Dubai Film Festival Seeks to Bridge Cultural Divide

Author: 
P.V. Vivekanand, Arab News
Publication Date: 
Sat, 2004-11-27 03:00

DUBAI, 27 November 2004 — Bridging cultures, meeting minds. This is the theme for the Dubai International Film Festival (DIFF), the first of its kind in the region that would bring together films and film personalities from around the world but with a special focus on Arab cinema.

Among those expected to attend the Dec. 6-11, 2004 event are personalities like Omar Sharif and Daoud Abdul Sayed in addition to a host of Egyptian, Lebanese, Syrian and Gulf actors. Also expected are leading stars from the sub-continent. Final details of who would attend are being worked out. The event will feature approximately 80 films which will include 55 features, as well as retrospective and short films.

Out of the 80 films, a total of 30 will be Arab, the largest percentage of any one type of cinema in the festival.

Built around the central theme of Building Cultural Bridges, the Dubai International Film Festival aims to be a forum for inter-cultural conversation through the work of filmmakers, says Abdul Hamid Juma, chief executive of Dubai Media City (DMC). The man in charge of the festival is Neil Stephenson, a Canadian expert in the international film festival.

The Dubai festival will not have any awards this year but organizers are not ruling out instituting honors along the lines of other international film festivals, such as Cannes and Moscow.

The DIFF has already been presented at the Cannes International Film Festival and the Toronto International Film Festival.

“The festival’s theme of cultural understanding has touched a chord with filmmakers and artists around the globe at a time when it is more crucial than ever to build cultural bridges. In a world of globalization, there is a particular need for cultures to communicate openly in order to pave the way for understanding,” said Juma.
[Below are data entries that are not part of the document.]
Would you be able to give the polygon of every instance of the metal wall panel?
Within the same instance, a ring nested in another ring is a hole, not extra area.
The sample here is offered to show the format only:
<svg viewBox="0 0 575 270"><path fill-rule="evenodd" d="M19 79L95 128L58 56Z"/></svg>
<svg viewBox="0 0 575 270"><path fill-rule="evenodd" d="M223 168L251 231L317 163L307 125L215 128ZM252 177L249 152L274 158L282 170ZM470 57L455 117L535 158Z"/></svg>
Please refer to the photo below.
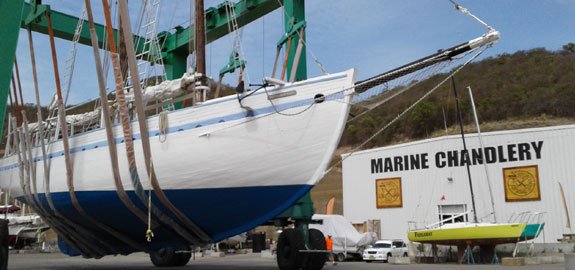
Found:
<svg viewBox="0 0 575 270"><path fill-rule="evenodd" d="M566 227L566 216L558 183L561 182L565 189L571 223L575 223L575 125L489 132L483 133L481 137L486 148L503 150L496 162L487 165L497 221L507 222L513 213L540 211L546 212L544 216L546 226L538 239L539 242L556 242L563 234L571 233L571 229ZM476 134L466 135L466 141L469 149L480 148ZM541 142L540 158L537 158L536 146ZM530 146L530 159L527 159L526 151L522 151L525 153L524 160L509 161L510 154L519 158L518 145L523 144L521 147L525 150L525 143ZM416 221L420 225L439 221L440 204L467 204L467 209L471 209L465 166L443 168L436 166L436 157L440 157L438 159L440 161L443 160L442 154L437 153L462 149L461 136L458 135L354 153L343 162L344 216L352 223L380 219L382 238L407 239L408 221ZM372 173L372 159L385 160L389 157L393 160L393 157L417 154L427 155L429 168ZM531 165L538 167L540 200L507 202L503 169ZM478 217L480 221L493 221L493 216L490 216L492 206L483 165L471 165L471 175ZM403 206L378 209L375 181L393 177L402 179Z"/></svg>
The festival will see the screening of four international films at an outdoor theater at the Dubai Media City. Four classis movies will be shown in a special program, titled Screen on the Green that will feature a state-of-the-art 10x20m screen.

Juma says the films were selected for their popularity in their cultures of origin and their ability to transcend that culture. Apart from all-time classic Lawrence of Arabia, the open air screen will show Shekhar Kapur’s Mr. India; the Tagalog Gagamboy (Spiderman), and Five Children and It, a family adventure film starring Kenneth Branagh and Eddie Izzard.

Lawrence of Arabia, starring Peter O’Toole, Anthony Quinn and Omar Sharif, conveys the enigmatic, complex life and exploits of an eccentric British Army officer who aids the Arab Bedouins against the Turks during World War I.